1 septembre 2006:
Plusieurs jours passés à réfléchir. Des heures de réflexions dans le but de m'aider. Des réflexions pour me dissuader de cette croyance inchangeable. Dure comme fer, elle me ronge depuis ma jeunesse. Elle a apporté cette phobie. La peur de mourir. Thanatophobie, due à mon athéisme.
Je ne crois en rien. Aucune croyance divine, aucune présence spirituelle supérieure. Nous sommes là par évolution. Nous ne devons qu'à nous-mêmes ce que nous sommes devenus. Et sans croyance, il n'y a forcément pas de Paradis, d'Enfer, de vie éternelle. La mort se résume à la déconnexion du cerveau. On reste dans le même état éternellement qu'à l'instant t-1. Voilà ma théorie. Le même état, éternellement. Chacun meurt dans une souffrance. Quelle que soit la forme du départ, le résultat est le même : à l'instant t-1, on souffre. Cela peut-être une douleur croissante, comme la maladie qui nous emporte lentement, ou une douleur instantanée, très puissante, comme une balle dans la tête. Si le cerveau "s'arrête" à cet instant précis, on reste dans cet état, éternellement...
Eternellement. Je ne parle pas d'années, de décénies, de millénaires, à constamment ressentir cette douleur, douleur qui nous a anéantis ; Je parle d'une éternité. C'est cela qui me fait peur. Même le fait de savoir que tous sont passés par ici, y passent encore, et y resteront sans fin, ne me fait rien. A ce moment je suis égoïste. Moi, je le subirai. Que je le décide ou non, je le subirai. Eternellement.
Et.. si mes calculs, convictions intimes, croyances indélébiles étaient fausses ? Si la mort était simplement le repos éternel ? Ou encore, si elle était simplement rien ? Cette dernière hypothèse est tout bonnement impossible à concevoir pour des êtres pensifs tels que nous. Mais.. Si l'on ne ressentait rien ? La douleur instantanée, puis.. rien. Je ne pourrais plus le penser évidemment, mais j'aurais trouvé mon équilibre, et j'en serais satisfait.
Dieu ? Allah ? Buddha ? Et s'il existait finalement cette.. chose divine ? La sanction catholique pour un acte de suicide serait un millénaire enfermé dans l'Enfer, aux prises de Satan. Je trouve la sanction particulièrement forte dans ce cas. Je passe vingt-deux ans à souffrir, moi l'enfant que la vie a oublié. Et si je fais quelque chose pour m'en sortir, pour m'éviter de continuellement souffrir pendant mes soixante années restantes, je me retrouve enfermé dans une pire situation pendant des millénaires. Rien que cette théorie religieuse ne peut qu'être fausse. Ce n'est pas juste.

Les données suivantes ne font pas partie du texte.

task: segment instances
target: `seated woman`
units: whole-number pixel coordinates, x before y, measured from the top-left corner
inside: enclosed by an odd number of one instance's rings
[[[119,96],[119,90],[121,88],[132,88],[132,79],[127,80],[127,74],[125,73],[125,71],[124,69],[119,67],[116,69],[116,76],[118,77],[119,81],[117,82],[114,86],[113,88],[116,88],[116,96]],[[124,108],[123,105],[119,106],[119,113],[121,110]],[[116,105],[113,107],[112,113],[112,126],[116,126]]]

Je déciderai de ma mort. Je n'ai jamais été libre dans ma vie. Je veux l'être au moins à cet instant. Je le ferai quand je me persuaderai que la mort en vaut la peine. Quand ma Thanatophobie sera révolue. A cet instant t-1, je sourirai. Je déposerai les armes. Je lâcherai ma peine. Je la partagerai entre tous ceux qui tiennent à moi. Elle sera bien plus supportable, divisée entre tous. Et moi je serai libéré. Je serai heureux de mourir. En paix.
Peut-être faudrait-il que j'aille voir un psy, mais dans une optique différente que précédemment. On travaillera sur cette Thanatophobie, et ainsi je pourrai partir tranquille.
Pour ceux qui ne ressentent pas la peine qui me ronge, pour ceux qui ne me comprennent pas ; Je voudrais simplement vous conseiller de vivre, de profiter de l'instant. Car c'est quand on chute que l'on se rend compte de ce que l'on perd. Moi j'ai perdu, parfois de ma faute, parfois cela m'a été imposé. Et je sais ce que j'ai perdu. Je le quantifie. Et je sais très bien que je ne pourrai jamais retrouver cet équilibre que j'avais aupravant, aussi furtif qu'il ne fût.